Stylus Ranks Top 50 Movies of the New Millenium, Makes Mistakes

I just got around to reading the Stylus Magazine Top 50 Movies of the New Millenium.

The Kill Bill Vol. 2 review contains the line "Hell hath no fury like a woman shot and left for dead," which is pretty close to my previously-published "Hell hath no fury like a pregnant woman shot in the head and left for dead," which I will let slide because any idiot could have come up with that line, as it's pretty much the most obvious blog/web/filmnerd response to either volume of Kill Bill.

My real issues are with some pieces of the list:
- Russian Ark at 14??? Russian Ark is a one-trick pony with just enough muffled historical references to pretend to artistry.

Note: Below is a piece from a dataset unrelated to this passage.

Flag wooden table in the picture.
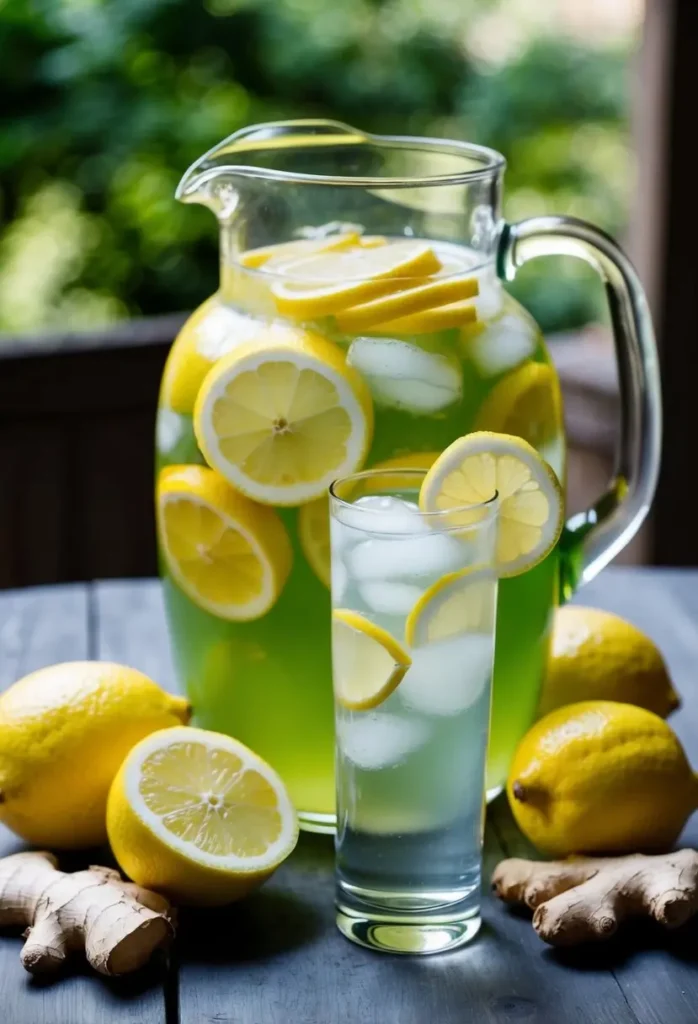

I like the formal and visual experience of a single-take movie, but even aware that I missed certain insider Russian-history references, I felt the overpowering hollowness at this film's core. (I might like to remake it, but there's no way it makes my top 50.)
- Elephant doesn't make the top 50??? neither does Morvern Callar? no 28 Days Later?? These are HUGE omissions.
- Underrated: The Pianist, Dancer in the Dark
- Overrated: Far From Heaven, American Splendor (should be closer to the bottom than the top of this list), In The Bedroom, Requiem for a Dream

All that said, most of their Top 10 movies are hard to question as belonging somewhere near the top.

Monday, October 10, 2005

YESYESYES NEW YORK!!!


Somehow I missed this but:

NO NEW YORK is being re-released on CD. comes out Nov. 15.
I can finally trade in my scratched CD copy of someone's cassette dub, and stop hunting through the compilation bins at every used record store I go in. Now I can actually buy a copy.

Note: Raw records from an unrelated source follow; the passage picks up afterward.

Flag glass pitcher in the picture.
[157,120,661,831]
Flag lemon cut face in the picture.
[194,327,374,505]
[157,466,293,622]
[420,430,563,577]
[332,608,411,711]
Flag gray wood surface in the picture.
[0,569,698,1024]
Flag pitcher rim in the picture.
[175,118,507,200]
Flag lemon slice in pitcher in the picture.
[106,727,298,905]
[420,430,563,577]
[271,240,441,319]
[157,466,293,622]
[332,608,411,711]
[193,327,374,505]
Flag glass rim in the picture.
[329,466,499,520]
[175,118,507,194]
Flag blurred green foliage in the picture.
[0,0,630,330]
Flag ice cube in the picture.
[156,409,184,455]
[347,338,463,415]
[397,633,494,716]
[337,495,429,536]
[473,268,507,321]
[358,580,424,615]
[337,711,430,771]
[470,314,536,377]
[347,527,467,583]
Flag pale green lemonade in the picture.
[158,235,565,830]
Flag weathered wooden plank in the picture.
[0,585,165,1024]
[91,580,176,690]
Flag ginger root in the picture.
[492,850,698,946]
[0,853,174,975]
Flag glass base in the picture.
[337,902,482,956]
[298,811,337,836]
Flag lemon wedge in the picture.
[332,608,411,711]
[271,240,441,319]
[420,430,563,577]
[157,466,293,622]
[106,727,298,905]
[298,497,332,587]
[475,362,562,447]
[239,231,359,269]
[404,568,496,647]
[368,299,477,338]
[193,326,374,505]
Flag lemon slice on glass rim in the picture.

Some website - preferrably one run by people with more time - should have a 'Pitchfork Line of the Day' feature. So, possibly as the first in this (very irregular) series, I propose:

"You can also hear Lambchop main man Kurt Wagner warbling on "Give It", the latest single from dance music titans X-Press 2. That's gotta be weird: It's 3 a.m. at your fave superclub, you're grinding with Paris Hilton, and all of a sudden you hear Kurt Wagner. Must be the ecstasy."

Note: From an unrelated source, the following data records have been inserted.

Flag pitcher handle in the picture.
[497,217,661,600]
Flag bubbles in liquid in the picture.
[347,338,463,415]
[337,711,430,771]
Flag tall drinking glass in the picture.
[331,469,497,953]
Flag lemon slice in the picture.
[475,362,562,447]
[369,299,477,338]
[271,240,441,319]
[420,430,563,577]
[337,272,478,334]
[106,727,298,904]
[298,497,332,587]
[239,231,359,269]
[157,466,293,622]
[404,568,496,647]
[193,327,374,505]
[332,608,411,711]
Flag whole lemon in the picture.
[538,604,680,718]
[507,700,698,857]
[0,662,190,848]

To listen to the song without the ecstacy or without Paris Hilton (or both), snag it here. And maybe you'll get to hear it this Saturday (with one or both of those things?) if you go to this.

Friday, October 07, 2005

musics

Rogue Wave has a secret MySpace page with, um, secret new music. And it's pretty seriously awesome. Descended Like Vultures comes out Oct 25.

Some recent MP3 gems at Call Me Mickey. try the Clap Your Hands Say Yeah set from Morning Becomes Eclectic (also available as a Podcast from iTunes). or some new Bloc Party.

give Kelley Stoltz a shot. (but start with his MySpace page instead). No, better yet, get "The Sun Comes Through" from his The Sun Comes Through EP. courtesy of Subpop.

Jesus and Mary Chain reunion/single?

that's enough for now... oh except this:
New York Doll, the new movie about Arthur "Killer" Kane, comes out Oct 28 in NY and LA.

g'night

Monday, October 03, 2005

L'Shana Tova

Goodbye, 5765, Hello 5766.*


*Technically, this doesn't apply to me. My status is only honorary.